REGEXP_LIKE predicate
The REGEXP_LIKE predicate searches for a regular expression pattern in a string.
If the pattern-expression is found, the result is true. If the pattern-expression is not found, the result is false. If source-string and pattern-expression are empty strings, the result is true. If source-string or pattern-expression is the empty string (but not both), the result is false. If the value of any of the arguments is null, the result is unknown.
- source-string
- An expression that specifies the string in which the search is to take place. The expression must return a value that is a built-in character string, graphic string, numeric, or datetime data type. If the value is not a UTF-16 DBCLOB, it is implicitly cast to a UTF-16 DBCLOB before searching for the regular expression pattern. A character string with the FOR BIT DATA attribute or a binary string is not supported. The length of a string must not be greater than 1 gigabyte.
- pattern-expression
- An expression that specifies the regular expression string that
is the pattern for the search. The expression must return a value
that is a built-in character string, graphic string, numeric, or datetime
data type. If the value is not a UTF-16 DBCLOB, it is implicitly cast
to a UTF-16 DBCLOB before searching for the regular expression pattern.
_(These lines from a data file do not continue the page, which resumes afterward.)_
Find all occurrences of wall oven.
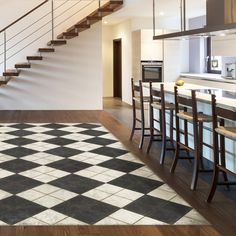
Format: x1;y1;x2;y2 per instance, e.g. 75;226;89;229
141;61;163;82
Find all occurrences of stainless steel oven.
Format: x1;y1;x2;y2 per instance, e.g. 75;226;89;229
141;61;163;82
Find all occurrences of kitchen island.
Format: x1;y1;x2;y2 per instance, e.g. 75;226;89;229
144;82;236;171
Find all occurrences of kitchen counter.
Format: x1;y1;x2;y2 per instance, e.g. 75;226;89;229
145;82;236;111
180;73;236;85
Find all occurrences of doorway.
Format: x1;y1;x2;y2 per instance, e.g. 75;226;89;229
113;39;122;99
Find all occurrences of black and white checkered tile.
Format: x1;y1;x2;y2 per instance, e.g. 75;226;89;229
0;123;207;225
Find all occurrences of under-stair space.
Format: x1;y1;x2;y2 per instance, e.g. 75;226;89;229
0;0;123;86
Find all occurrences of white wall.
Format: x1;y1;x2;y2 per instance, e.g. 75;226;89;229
0;23;102;110
102;25;113;97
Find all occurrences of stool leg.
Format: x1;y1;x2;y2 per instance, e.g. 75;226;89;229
170;110;174;147
207;165;219;202
139;106;145;149
220;135;230;190
160;111;166;165
198;122;204;170
147;106;154;153
170;116;180;173
129;101;136;140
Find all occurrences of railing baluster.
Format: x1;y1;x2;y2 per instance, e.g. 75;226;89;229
153;0;156;36
52;0;54;40
3;30;7;72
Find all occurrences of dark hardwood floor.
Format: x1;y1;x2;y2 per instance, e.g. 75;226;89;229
0;103;232;236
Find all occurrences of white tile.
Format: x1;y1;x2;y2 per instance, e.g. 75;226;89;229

A character string with the FOR BIT DATA attribute or a binary string
is not supported. The length of the string must not be greater than
32K.
A valid pattern-expression consists of a set of characters and control characters that describe the pattern of the search. For a description of the valid control characters, see Regular expression control characters.
- start
- An expression that specifies the position within source-string at which the search is to start. The expression must return a value of any built-in numeric, character-string, or graphic-string data type. The argument is cast to INTEGER before searching for the regular expression pattern. For more information about converting to INTEGER, see INTEGER or INT. The value of the integer must be greater than or equal to 1. If the value of the integer is greater than the actual length of the source-string, the result of the predicate is false.
- flags
- An expression that specifies flags that control aspects of the
pattern matching. The expression must return a value that is a built-in
character string or graphic string data type. A character string with
the FOR BIT DATA attribute or a binary string is not supported. The
string can include one or more valid flag values and the combination
of flag values must be valid. An empty string is the same as the value
'c'.
For a description of the valid flag characters, see Regular expression flag values.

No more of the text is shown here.